“You know what I think?” she says. “That people’s memories are maybe the fuel they burn to stay alive. Whether those memories have any actual importance or not, it doesn’t matter as far as the maintenance of life is concerned. They’re all just fuel. Advertising fillers in the newspaper, philosophy books, dirty pictures in a magazine, a bundle of ten-thousand-yen bills: when you feed ’em to the fire, they’re all just paper. The fire isn’t thinking ‘Oh, this is Kant,’ or ‘Oh, this is the Yomiuri evening edition,’ or ‘Nice tits,’ while it burns. To the fire, they’re nothing but scraps of paper. It’s the exact same thing. Important memories, not-so-important memories, totally useless memories: there’s no distinction–they’re all just fuel.”(After Dark)
I’ve never had the pleasure of discussing one of my all-time favorite authors on this blog, because I read all of his books during that dark time known as pre-blogging. I lean on the side of loving everything he’s ever written, so understand that when you read this review.
After Dark describes the unspoken changes that happen to the world after the sun has set, while focusing on the unusual coincidences that connect the four main characters one night. Tetsuya Takahashi runs into Mari Asai at a Denny’s. He knew Mari’s older sister, Ari. Takahashi used to work for Kaoru. Kaoru needs someone who speaks fluent Chinese to help save a Chinese prostitute who was beat up by . Mari happens to speak Chinese. We are also introduced to Ari, who is asleep and unable to wake up, in a mysterious alternative universe. Finally there is Shirakawa, the businessman who beat up the prostitute in Kaoru’s love hotel. The novel follows their lives and interactions for one night in Tokyo, from late evening until the early hours of dawn.
Their lives intersect and intertwine in Murakami-style coincidence, but I found this novel to be distinct in many ways from Murakami’s other works. I really enjoyed listening to it and it gave me a lot to think about. This is a novel that is fully conscious of being a novel; the narrator is nameless, but not omniscient, they are flawed in their possible perception and supposed inability to intervene and interact in the world they are describing. The perspective was distinct and unique. This is more of a novel of the craft, playing with the more traditional ways novels are told and turning turning it upside down. It takes aspects of film and turns them into techniques that work for the novel.

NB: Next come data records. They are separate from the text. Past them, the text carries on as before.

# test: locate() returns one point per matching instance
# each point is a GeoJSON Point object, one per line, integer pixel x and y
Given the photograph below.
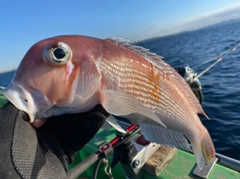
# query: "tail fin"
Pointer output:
{"type": "Point", "coordinates": [203, 150]}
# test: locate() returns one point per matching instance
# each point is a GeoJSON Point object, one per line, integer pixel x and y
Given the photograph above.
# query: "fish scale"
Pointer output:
{"type": "Point", "coordinates": [127, 80]}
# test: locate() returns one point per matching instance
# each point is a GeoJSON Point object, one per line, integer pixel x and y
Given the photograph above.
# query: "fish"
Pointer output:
{"type": "Point", "coordinates": [73, 73]}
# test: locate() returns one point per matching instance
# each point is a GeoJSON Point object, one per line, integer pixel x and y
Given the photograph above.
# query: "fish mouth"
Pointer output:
{"type": "Point", "coordinates": [27, 101]}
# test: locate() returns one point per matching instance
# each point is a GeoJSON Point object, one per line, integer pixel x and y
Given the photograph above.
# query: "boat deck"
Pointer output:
{"type": "Point", "coordinates": [181, 166]}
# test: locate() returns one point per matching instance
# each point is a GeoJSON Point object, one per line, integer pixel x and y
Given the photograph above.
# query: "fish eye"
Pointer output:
{"type": "Point", "coordinates": [57, 54]}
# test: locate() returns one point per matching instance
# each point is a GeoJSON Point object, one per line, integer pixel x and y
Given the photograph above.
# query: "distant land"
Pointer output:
{"type": "Point", "coordinates": [225, 22]}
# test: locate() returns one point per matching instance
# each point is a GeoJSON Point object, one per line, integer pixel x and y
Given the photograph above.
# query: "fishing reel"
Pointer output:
{"type": "Point", "coordinates": [191, 78]}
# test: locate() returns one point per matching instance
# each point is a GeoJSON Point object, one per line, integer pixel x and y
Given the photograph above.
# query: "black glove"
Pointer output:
{"type": "Point", "coordinates": [26, 152]}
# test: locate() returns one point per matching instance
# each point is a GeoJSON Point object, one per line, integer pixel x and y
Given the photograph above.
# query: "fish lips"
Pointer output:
{"type": "Point", "coordinates": [27, 101]}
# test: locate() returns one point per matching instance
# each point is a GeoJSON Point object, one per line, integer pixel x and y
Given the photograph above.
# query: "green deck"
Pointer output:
{"type": "Point", "coordinates": [181, 166]}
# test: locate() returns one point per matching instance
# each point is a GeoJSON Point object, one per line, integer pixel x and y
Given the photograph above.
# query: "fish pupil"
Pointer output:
{"type": "Point", "coordinates": [59, 53]}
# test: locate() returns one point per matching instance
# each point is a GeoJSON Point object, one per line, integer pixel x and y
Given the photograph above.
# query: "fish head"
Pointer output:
{"type": "Point", "coordinates": [55, 76]}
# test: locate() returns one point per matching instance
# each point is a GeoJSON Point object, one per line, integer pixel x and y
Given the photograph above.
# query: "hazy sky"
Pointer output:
{"type": "Point", "coordinates": [25, 22]}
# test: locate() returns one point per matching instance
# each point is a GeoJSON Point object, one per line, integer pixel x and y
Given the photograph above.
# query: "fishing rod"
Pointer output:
{"type": "Point", "coordinates": [217, 59]}
{"type": "Point", "coordinates": [105, 149]}
{"type": "Point", "coordinates": [192, 78]}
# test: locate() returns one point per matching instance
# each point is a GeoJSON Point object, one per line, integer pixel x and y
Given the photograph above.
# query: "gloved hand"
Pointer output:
{"type": "Point", "coordinates": [45, 152]}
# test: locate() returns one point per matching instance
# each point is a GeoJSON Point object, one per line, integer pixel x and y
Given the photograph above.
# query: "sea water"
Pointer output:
{"type": "Point", "coordinates": [221, 84]}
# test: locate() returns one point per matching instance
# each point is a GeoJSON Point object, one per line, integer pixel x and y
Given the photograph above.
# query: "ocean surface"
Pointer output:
{"type": "Point", "coordinates": [221, 85]}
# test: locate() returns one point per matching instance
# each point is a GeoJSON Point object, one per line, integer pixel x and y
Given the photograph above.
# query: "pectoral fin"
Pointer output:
{"type": "Point", "coordinates": [120, 103]}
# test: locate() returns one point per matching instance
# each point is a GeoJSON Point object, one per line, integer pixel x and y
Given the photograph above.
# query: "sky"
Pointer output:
{"type": "Point", "coordinates": [25, 22]}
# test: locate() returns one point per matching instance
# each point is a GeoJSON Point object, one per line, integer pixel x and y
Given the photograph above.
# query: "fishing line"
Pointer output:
{"type": "Point", "coordinates": [217, 59]}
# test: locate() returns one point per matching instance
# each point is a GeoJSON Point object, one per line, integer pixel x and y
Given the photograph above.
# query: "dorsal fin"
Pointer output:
{"type": "Point", "coordinates": [165, 67]}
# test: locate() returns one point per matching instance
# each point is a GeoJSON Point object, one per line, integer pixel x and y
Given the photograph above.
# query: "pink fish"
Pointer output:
{"type": "Point", "coordinates": [71, 74]}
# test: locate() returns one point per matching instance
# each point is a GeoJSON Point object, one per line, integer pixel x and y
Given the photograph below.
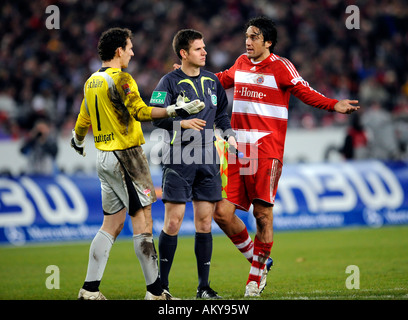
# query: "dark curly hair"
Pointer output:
{"type": "Point", "coordinates": [112, 39]}
{"type": "Point", "coordinates": [183, 39]}
{"type": "Point", "coordinates": [267, 27]}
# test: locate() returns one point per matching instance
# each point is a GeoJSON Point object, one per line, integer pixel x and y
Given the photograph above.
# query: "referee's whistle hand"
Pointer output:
{"type": "Point", "coordinates": [195, 124]}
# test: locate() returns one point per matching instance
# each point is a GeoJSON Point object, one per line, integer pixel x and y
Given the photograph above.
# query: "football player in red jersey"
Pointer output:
{"type": "Point", "coordinates": [263, 82]}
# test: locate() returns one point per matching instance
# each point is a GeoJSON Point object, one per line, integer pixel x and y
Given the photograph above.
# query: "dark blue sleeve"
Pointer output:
{"type": "Point", "coordinates": [222, 120]}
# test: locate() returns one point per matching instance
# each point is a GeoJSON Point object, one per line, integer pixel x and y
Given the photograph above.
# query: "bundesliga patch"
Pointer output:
{"type": "Point", "coordinates": [126, 89]}
{"type": "Point", "coordinates": [158, 97]}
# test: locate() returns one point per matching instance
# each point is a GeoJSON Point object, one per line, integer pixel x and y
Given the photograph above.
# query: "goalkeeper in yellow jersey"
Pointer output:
{"type": "Point", "coordinates": [113, 106]}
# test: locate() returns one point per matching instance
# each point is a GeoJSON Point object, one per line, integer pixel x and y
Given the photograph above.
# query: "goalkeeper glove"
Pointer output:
{"type": "Point", "coordinates": [79, 146]}
{"type": "Point", "coordinates": [183, 109]}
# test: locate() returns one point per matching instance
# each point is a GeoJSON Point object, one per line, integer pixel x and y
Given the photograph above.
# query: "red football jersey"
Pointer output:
{"type": "Point", "coordinates": [261, 101]}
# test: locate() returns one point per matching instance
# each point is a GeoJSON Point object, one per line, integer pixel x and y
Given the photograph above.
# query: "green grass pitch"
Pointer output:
{"type": "Point", "coordinates": [308, 265]}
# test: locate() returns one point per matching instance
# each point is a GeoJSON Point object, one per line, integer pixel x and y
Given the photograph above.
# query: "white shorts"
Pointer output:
{"type": "Point", "coordinates": [125, 180]}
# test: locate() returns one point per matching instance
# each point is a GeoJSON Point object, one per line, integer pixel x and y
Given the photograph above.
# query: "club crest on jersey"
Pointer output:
{"type": "Point", "coordinates": [126, 89]}
{"type": "Point", "coordinates": [260, 80]}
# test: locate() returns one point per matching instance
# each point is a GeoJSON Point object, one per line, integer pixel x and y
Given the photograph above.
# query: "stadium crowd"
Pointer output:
{"type": "Point", "coordinates": [42, 70]}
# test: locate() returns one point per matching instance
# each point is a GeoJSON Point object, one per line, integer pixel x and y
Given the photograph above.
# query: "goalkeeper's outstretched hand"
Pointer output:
{"type": "Point", "coordinates": [79, 146]}
{"type": "Point", "coordinates": [183, 109]}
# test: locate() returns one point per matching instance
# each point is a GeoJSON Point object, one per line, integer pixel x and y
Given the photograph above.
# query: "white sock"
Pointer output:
{"type": "Point", "coordinates": [98, 255]}
{"type": "Point", "coordinates": [146, 253]}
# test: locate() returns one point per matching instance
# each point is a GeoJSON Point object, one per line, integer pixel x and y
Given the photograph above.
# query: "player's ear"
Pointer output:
{"type": "Point", "coordinates": [183, 54]}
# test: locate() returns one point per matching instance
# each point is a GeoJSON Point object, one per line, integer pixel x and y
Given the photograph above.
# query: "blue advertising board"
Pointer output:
{"type": "Point", "coordinates": [310, 196]}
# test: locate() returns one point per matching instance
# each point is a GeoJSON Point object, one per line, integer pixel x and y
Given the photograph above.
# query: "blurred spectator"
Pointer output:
{"type": "Point", "coordinates": [356, 141]}
{"type": "Point", "coordinates": [382, 138]}
{"type": "Point", "coordinates": [41, 148]}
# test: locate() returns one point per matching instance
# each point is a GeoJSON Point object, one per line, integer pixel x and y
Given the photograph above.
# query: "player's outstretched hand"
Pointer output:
{"type": "Point", "coordinates": [346, 106]}
{"type": "Point", "coordinates": [184, 109]}
{"type": "Point", "coordinates": [79, 146]}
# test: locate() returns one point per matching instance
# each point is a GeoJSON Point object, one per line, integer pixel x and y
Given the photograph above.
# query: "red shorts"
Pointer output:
{"type": "Point", "coordinates": [252, 179]}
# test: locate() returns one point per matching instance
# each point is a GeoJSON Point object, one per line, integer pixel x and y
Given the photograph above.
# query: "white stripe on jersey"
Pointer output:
{"type": "Point", "coordinates": [245, 136]}
{"type": "Point", "coordinates": [255, 78]}
{"type": "Point", "coordinates": [260, 109]}
{"type": "Point", "coordinates": [290, 67]}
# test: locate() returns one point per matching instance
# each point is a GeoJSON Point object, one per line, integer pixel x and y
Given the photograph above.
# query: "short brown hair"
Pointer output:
{"type": "Point", "coordinates": [183, 39]}
{"type": "Point", "coordinates": [112, 39]}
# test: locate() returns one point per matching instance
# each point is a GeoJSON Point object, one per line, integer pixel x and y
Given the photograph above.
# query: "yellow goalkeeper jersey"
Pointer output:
{"type": "Point", "coordinates": [113, 106]}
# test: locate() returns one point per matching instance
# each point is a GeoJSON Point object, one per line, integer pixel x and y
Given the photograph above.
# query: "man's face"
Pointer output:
{"type": "Point", "coordinates": [257, 48]}
{"type": "Point", "coordinates": [126, 54]}
{"type": "Point", "coordinates": [196, 55]}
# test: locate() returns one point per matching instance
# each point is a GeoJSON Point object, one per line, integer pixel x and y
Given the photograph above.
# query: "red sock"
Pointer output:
{"type": "Point", "coordinates": [244, 244]}
{"type": "Point", "coordinates": [261, 253]}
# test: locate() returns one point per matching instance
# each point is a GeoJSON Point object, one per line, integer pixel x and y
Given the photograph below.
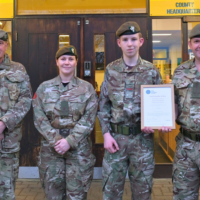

There are many reasons why I love Murakami. I love that I am completely transported to Japan in every novel he writes. I love that he always includes some elements of the fantastic in his novels. I love that his books are not afraid to get creepy and they’re not afraid to be completely out there.
After Dark is not my favorite Murakami novel, that goes to After the Quake and Kafka on the Shore, but I am always amazed by his style. After Dark, I think, is somewhat of a departure (though not drastically so) from Murakami’s other works, but it’s something I think most of his fans will enjoy.
Brenda Song, as narrator, did a marvelous job. Her use of accents and voices was particularly impressive. I highly recommend the audio version of this novel.
88% – A novel about writing novels. Especially enjoyable for fans of Murakami’s work.